What ‘Eldercare’ Really Means

Moments of utter boredom as I wait for my pseudo-stepfather’s foot to make it—ever so slowly—from the side of his chair, past the table leg, to a position under the table; or walk at a snail’s pace, up the driveway and down for one of his ‘constitutional walks’.

Moments of relief that I’ve gone on the walk with him, as I catch him when he stumbles.

Moments of deep satisfaction as my mother delights in the familiar foods I’ve cooked for her.  She savors every taste, expresses her pleasure abundantly.  My stepfather looks up at me and smiles gratefully as I give him his fifth or sixth cup of coffee, his second half glass of wine.

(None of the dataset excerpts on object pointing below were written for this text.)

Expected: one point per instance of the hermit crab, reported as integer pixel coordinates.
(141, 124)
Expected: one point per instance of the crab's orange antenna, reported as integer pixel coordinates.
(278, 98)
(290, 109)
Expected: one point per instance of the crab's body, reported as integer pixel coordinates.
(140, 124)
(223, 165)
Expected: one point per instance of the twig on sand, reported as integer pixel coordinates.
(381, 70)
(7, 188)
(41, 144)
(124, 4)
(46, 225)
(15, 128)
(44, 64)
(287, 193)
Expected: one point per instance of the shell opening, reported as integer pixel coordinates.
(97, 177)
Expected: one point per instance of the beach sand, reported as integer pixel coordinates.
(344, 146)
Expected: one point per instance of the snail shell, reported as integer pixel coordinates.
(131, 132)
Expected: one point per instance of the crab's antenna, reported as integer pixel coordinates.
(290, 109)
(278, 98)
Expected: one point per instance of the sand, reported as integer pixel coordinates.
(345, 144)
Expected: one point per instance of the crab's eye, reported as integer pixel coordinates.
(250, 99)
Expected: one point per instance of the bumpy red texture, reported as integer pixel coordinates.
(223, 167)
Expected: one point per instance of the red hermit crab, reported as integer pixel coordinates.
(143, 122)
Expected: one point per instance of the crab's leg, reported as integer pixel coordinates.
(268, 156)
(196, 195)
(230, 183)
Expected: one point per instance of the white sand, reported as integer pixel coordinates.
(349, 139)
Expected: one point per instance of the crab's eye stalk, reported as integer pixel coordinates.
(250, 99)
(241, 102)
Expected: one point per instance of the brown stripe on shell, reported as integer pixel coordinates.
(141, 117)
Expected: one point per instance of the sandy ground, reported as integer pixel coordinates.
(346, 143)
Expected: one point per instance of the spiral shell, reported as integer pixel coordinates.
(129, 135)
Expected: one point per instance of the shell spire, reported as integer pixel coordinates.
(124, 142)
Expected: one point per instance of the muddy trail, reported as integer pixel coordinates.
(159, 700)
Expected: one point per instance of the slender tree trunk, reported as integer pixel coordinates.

Moments of amazement when she confuses dates and times utterly, when he forgets whose daughter I am.

Moments of repressed impatience as both struggle and fail (or eventually succeed) to find the words to express their thoughts; or when his shaky hand spills his wine on his trousers, his food on the floor.

Moments of revulsion as I see his messy eating, the old food I find in the refrigerator, a certain greed that surely comes from having so few remaining pleasures.

Moments of deep concentration as I try to figure out what he could possibly be trying to say.

Moments of irritation when my customs and my mother’s do not coincide.

Moments of sorrow as I realize my mother’s incredible losses—the relationship with her partner has dwindled to one of caretaking.  She tenderly sees to all his needs.  Yesterday, she learned that she would not be able to take their camper to the upcoming family reunion as she’d planned.  Significant family members worried that he would fall getting into or out of it, and she sadly, with tears, acknowledged the correctness of this conclusion.  She began to accept that loss as well:  her camping days with him were over.  We tried to console her that he might recover for next year, we implied that she might go camping after he died—but she knew this was excessive optimism as well as we.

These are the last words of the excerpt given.